Study on solar radiation transfer model of double skin façade with spray aerosol

Spraying droplets into the cavity of the double skin façade can improve its thermal performance. However, the spray system is opened, the mist droplets (aerosols) dispersed in the cavity alter the transmission mechanism of solar radiation through the double skin façade. This study develops a solar radiation transfer model for double skin facade with spray aerosol based on the Mie scattering theory and the net radiation method. The model calculates the transmittance, reflectance, and absorptance of the double skin façade with spray aerosol. Experimental validation shows good agreement with the model, with a maximum error of approximately 11.2 % for solar heat gain.
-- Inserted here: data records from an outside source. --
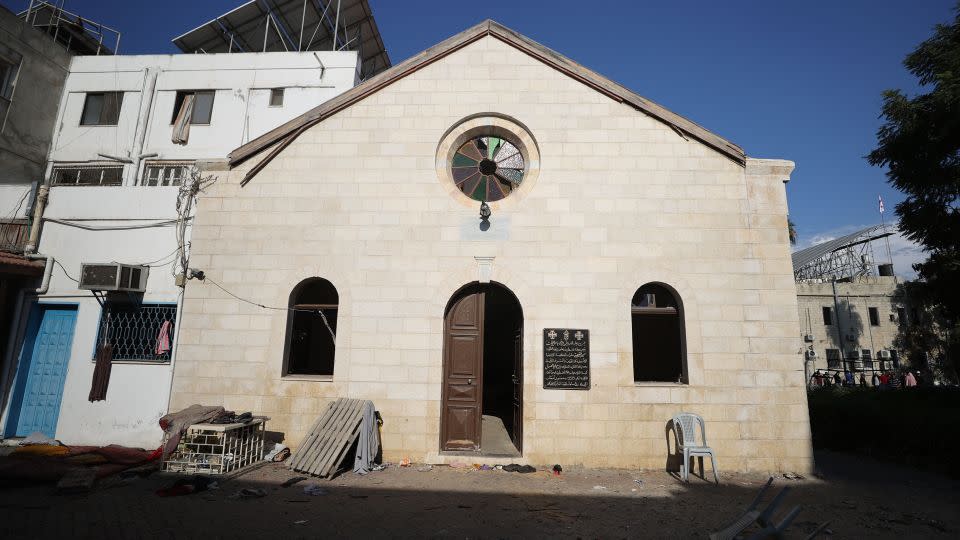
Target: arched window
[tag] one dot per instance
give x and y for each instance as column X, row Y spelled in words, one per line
column 311, row 328
column 659, row 343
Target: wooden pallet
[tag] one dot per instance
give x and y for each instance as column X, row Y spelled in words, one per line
column 330, row 438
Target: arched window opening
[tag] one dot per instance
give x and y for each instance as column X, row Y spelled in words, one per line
column 659, row 343
column 311, row 328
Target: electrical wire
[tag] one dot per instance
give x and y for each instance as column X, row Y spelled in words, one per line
column 71, row 278
column 251, row 302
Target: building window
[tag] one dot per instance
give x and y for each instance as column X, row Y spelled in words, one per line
column 165, row 173
column 833, row 359
column 659, row 353
column 101, row 109
column 195, row 103
column 276, row 97
column 311, row 328
column 8, row 78
column 87, row 175
column 487, row 168
column 137, row 332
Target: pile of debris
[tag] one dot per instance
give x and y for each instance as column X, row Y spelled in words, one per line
column 345, row 422
column 40, row 459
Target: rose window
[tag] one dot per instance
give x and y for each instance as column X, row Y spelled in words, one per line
column 487, row 168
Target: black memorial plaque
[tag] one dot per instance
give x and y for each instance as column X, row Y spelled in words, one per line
column 566, row 359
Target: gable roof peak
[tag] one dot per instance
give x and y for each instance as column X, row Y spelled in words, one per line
column 286, row 133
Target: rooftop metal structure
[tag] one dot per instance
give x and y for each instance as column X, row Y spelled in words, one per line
column 847, row 257
column 78, row 35
column 293, row 25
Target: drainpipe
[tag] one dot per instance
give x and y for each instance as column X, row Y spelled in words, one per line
column 9, row 357
column 143, row 118
column 33, row 241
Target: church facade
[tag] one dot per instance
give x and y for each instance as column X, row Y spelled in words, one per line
column 513, row 257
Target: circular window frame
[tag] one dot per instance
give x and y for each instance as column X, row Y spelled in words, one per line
column 495, row 125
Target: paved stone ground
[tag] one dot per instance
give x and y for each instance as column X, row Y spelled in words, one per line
column 861, row 498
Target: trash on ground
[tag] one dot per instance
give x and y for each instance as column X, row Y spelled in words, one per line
column 248, row 493
column 185, row 486
column 272, row 454
column 292, row 481
column 77, row 481
column 39, row 438
column 325, row 448
column 314, row 489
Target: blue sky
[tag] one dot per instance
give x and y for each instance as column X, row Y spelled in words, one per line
column 794, row 80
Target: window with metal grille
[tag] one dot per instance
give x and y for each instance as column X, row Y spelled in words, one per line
column 101, row 109
column 276, row 97
column 165, row 174
column 833, row 359
column 138, row 332
column 87, row 175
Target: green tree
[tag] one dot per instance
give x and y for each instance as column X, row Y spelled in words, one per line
column 919, row 143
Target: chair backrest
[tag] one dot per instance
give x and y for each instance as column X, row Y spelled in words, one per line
column 685, row 424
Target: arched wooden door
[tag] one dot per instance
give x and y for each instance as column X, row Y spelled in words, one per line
column 461, row 411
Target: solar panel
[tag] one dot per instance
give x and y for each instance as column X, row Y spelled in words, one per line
column 293, row 25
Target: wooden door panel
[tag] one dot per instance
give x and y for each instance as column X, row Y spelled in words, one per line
column 462, row 374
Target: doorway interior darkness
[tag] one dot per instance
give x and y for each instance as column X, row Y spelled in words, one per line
column 482, row 393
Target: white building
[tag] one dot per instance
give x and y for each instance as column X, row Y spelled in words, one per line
column 115, row 175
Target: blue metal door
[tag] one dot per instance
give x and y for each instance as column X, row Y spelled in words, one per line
column 42, row 370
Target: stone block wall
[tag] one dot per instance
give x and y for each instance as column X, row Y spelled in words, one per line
column 620, row 200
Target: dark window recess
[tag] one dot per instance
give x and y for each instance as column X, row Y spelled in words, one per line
column 658, row 335
column 101, row 109
column 87, row 176
column 311, row 328
column 276, row 97
column 833, row 359
column 137, row 332
column 202, row 106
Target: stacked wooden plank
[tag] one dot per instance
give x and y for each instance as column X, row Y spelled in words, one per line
column 330, row 438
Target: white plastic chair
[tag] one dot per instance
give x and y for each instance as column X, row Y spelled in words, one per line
column 685, row 425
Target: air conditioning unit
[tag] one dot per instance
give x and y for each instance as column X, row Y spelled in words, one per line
column 113, row 277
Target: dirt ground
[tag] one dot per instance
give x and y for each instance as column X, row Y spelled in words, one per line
column 860, row 498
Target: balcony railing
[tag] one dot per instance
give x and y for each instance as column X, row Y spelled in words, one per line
column 14, row 235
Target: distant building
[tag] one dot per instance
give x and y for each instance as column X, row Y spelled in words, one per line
column 132, row 134
column 851, row 311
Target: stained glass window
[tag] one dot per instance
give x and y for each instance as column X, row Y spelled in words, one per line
column 487, row 168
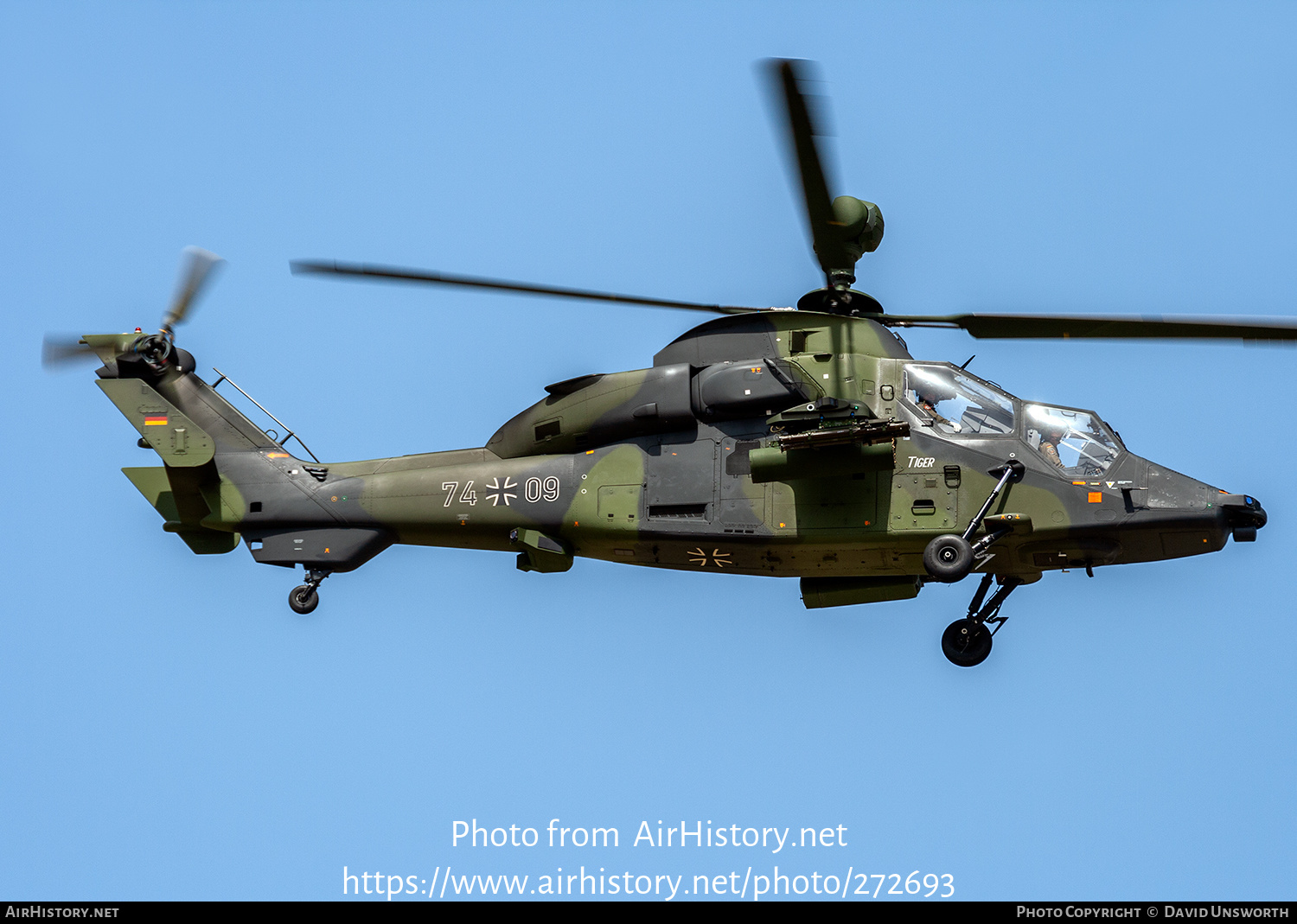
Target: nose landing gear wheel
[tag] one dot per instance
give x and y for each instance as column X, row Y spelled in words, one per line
column 967, row 643
column 303, row 599
column 949, row 558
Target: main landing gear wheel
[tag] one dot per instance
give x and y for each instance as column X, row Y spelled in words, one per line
column 949, row 558
column 967, row 643
column 303, row 599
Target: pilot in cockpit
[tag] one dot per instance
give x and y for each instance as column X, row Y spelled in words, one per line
column 1051, row 436
column 928, row 396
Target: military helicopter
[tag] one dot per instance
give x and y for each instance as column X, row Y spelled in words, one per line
column 790, row 443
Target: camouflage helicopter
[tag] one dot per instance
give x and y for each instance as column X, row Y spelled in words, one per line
column 789, row 443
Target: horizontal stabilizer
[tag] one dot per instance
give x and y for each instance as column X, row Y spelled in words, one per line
column 156, row 487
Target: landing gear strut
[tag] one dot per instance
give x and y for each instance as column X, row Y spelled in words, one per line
column 305, row 597
column 949, row 558
column 967, row 641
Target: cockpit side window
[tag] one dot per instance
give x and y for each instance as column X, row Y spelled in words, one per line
column 957, row 405
column 1074, row 441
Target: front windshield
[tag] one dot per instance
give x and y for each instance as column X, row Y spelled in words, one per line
column 957, row 405
column 1076, row 443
Additionally, this study examines key factors that influence the optical properties of the double skin facade with spray aerosol, including aerosol particle number concentration, average radius, cavity distance, and incidence angle. The results indicate that total transmittance decreases as aerosol concentration and average radius increase. However, when the concentration exceeds 600 particles/cm³ and the average radius exceeds 15 μm, the reduction in transmittance becomes less pronounced. Changes in cavity distance and incidence angle have a minimal effect on transmittance at high aerosol concentrations. By controlling aerosol concentration and average radius, solar heat gain can be effectively reduced. The model accurately describes solar radiation transmission in real conditions, helping assess the optical and thermal properties of double skin façades with spray aerosol.